I want my life to have meaning. I want to know what it is to live and not just to exist. I want to know the purpose of my life. I want to enjoy my day. I want to enjoy listening to music again. I want to smile with a lasting glint in my eyes. I want to scream at the dark with the wind fighting for my breath. I want to discover new books that will devour my thoughts and keep me awake all night. I want to get attached with good series and movies again spending my free time experiencing life through movie scenes and characters.
I don’t want my life to feel like an obligation. I don’t want my peace and joy to feel rehearsed. I don’t want to live without purpose. I don’t want to feel burnt out and confused. I don’t want to keep overthinking situations and crashing out.
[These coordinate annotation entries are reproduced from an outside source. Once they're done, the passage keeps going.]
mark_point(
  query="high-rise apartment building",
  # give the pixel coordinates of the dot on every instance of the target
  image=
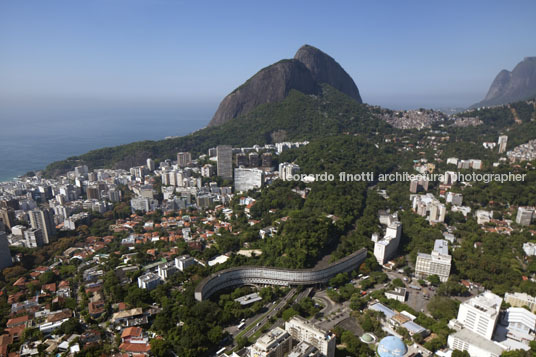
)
(224, 154)
(503, 140)
(246, 179)
(184, 159)
(524, 216)
(305, 331)
(44, 220)
(437, 263)
(5, 253)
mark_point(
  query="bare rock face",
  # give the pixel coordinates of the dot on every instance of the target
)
(508, 87)
(326, 70)
(304, 73)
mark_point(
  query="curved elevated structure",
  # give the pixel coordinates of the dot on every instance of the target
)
(276, 276)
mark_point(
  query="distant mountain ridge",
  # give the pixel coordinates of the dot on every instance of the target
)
(309, 68)
(508, 87)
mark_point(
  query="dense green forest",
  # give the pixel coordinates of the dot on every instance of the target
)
(297, 117)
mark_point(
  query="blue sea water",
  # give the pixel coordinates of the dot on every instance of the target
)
(32, 136)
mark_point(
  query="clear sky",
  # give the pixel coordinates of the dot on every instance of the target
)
(400, 53)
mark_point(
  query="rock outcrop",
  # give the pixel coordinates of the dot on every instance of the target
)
(305, 73)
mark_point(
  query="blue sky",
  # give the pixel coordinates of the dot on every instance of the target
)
(400, 53)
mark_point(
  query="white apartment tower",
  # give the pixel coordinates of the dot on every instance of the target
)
(503, 140)
(224, 155)
(44, 220)
(437, 263)
(480, 314)
(305, 331)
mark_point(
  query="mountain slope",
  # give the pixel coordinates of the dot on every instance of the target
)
(326, 70)
(297, 117)
(269, 85)
(305, 73)
(508, 87)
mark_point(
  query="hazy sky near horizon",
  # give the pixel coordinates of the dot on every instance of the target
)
(400, 53)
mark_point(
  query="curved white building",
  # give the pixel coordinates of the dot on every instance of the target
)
(276, 276)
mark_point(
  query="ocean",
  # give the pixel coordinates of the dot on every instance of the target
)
(32, 136)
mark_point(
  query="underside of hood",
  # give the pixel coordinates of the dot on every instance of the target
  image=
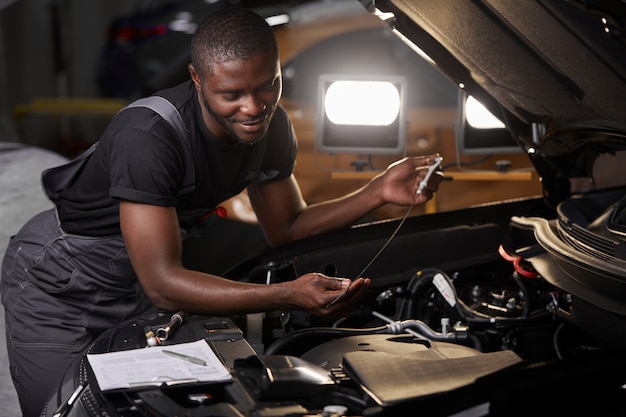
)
(554, 71)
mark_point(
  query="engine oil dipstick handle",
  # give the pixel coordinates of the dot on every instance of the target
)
(429, 174)
(176, 320)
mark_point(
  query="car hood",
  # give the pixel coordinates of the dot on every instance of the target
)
(553, 70)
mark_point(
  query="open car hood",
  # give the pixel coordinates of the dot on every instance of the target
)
(554, 71)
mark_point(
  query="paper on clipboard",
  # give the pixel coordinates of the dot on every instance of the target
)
(152, 367)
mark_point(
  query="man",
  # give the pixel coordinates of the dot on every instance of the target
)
(113, 245)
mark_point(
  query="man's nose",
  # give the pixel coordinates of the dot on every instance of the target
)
(253, 105)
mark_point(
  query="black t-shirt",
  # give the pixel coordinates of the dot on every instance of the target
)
(140, 158)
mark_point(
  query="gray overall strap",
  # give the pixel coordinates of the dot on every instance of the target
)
(57, 179)
(168, 112)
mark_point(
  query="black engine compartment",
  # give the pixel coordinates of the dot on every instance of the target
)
(457, 319)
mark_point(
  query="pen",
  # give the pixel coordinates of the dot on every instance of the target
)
(184, 357)
(66, 407)
(431, 169)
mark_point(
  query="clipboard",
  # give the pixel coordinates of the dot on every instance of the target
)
(151, 367)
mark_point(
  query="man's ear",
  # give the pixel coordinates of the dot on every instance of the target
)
(194, 76)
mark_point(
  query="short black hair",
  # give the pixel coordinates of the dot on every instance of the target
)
(229, 34)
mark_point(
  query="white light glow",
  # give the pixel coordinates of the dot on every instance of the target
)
(369, 103)
(479, 117)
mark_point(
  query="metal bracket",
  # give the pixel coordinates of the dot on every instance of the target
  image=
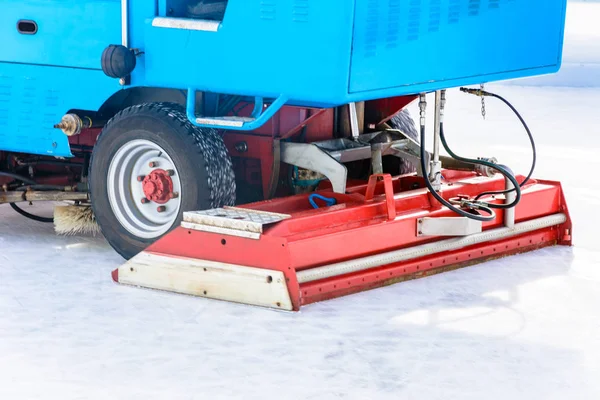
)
(311, 157)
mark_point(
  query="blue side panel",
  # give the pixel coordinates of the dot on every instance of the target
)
(71, 33)
(34, 98)
(418, 42)
(263, 48)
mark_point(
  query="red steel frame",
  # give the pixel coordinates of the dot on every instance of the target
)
(369, 220)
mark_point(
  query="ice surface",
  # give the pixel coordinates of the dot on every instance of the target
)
(525, 327)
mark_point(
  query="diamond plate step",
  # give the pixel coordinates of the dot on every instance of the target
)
(234, 221)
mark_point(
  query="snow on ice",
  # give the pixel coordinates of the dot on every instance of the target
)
(524, 327)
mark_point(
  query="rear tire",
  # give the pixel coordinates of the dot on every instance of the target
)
(202, 174)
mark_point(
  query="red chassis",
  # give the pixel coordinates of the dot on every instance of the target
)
(370, 238)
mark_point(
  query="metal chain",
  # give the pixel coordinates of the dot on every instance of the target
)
(483, 102)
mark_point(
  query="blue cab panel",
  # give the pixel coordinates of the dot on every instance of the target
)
(332, 52)
(308, 52)
(70, 33)
(34, 98)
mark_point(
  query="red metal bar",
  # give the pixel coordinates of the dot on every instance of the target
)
(359, 226)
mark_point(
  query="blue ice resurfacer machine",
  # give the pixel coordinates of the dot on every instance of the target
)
(225, 126)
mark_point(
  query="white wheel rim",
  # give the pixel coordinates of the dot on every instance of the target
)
(125, 192)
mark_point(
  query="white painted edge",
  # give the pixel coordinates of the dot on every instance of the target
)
(448, 226)
(378, 260)
(186, 23)
(215, 280)
(220, 230)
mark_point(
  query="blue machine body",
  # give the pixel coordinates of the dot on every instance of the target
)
(300, 52)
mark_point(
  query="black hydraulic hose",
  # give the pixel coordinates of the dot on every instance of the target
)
(480, 92)
(488, 164)
(439, 198)
(18, 177)
(19, 209)
(31, 216)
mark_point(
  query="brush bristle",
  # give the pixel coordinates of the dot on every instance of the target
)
(75, 220)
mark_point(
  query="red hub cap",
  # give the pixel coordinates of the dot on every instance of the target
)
(158, 186)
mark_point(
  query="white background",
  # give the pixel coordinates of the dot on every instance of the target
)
(525, 327)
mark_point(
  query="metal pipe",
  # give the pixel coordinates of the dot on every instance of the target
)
(436, 166)
(509, 214)
(354, 121)
(391, 257)
(125, 23)
(436, 128)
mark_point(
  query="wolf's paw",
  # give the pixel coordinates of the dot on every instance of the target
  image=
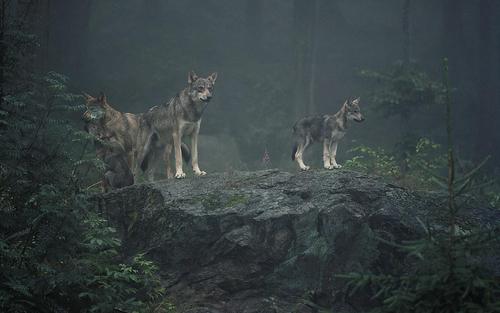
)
(200, 173)
(180, 175)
My sister asked this question today and I shouted, “Messssss upppp!!!”
Friend, let me tell you, if I can’t blame myself for how I feel, I should probably put the blame on the plenty concepts I was taught in Literature— absurdism, existentialism. I mean, the blame should not hang around. Or maybe, I should put the blame on the consumption of sad songs.
So, this might probably be my last sad reflective post. I can’t be the reason why y’all are sad, pleaseeeeeeeee. Happy posts moving forward! And maybe, just maybe, I need to cut down on my in-take of sad songs. Just maybe🫠. I can’t not be happy when I’m alone. That needs to stop.
To be or not to be.
That's the question that lingers in my mind at times when I feel like wind blowing through life.
But, I've learnt that it's part of being human to experience the highs and lows of life else I don't know what exactly I would attribute living to be if not the change in high/low moments.
As long as we are appreciative of every moment I would say that's enough.
it's not the sad songs or the concepts (all they do is to point out and explain this phenomenon)— its life, it's you
I don't mean that in a bad way but in a way that says that: in a wave their are up and down. you can't always be miley cyrus every day, some days you are just you, an average Jane doe, stale, a vegetable that isn't for any purpose but to exist.
that's not as bad as it sounds (it always is, but not this time) because, the duller the darkness, the brighter the light is gonna be. and maybe, just maybe, august will taste that like a soup mixed with a subtle taste of expectations and excitement,
but if not,
just be, and thats enough, even if it doesn't fill like it.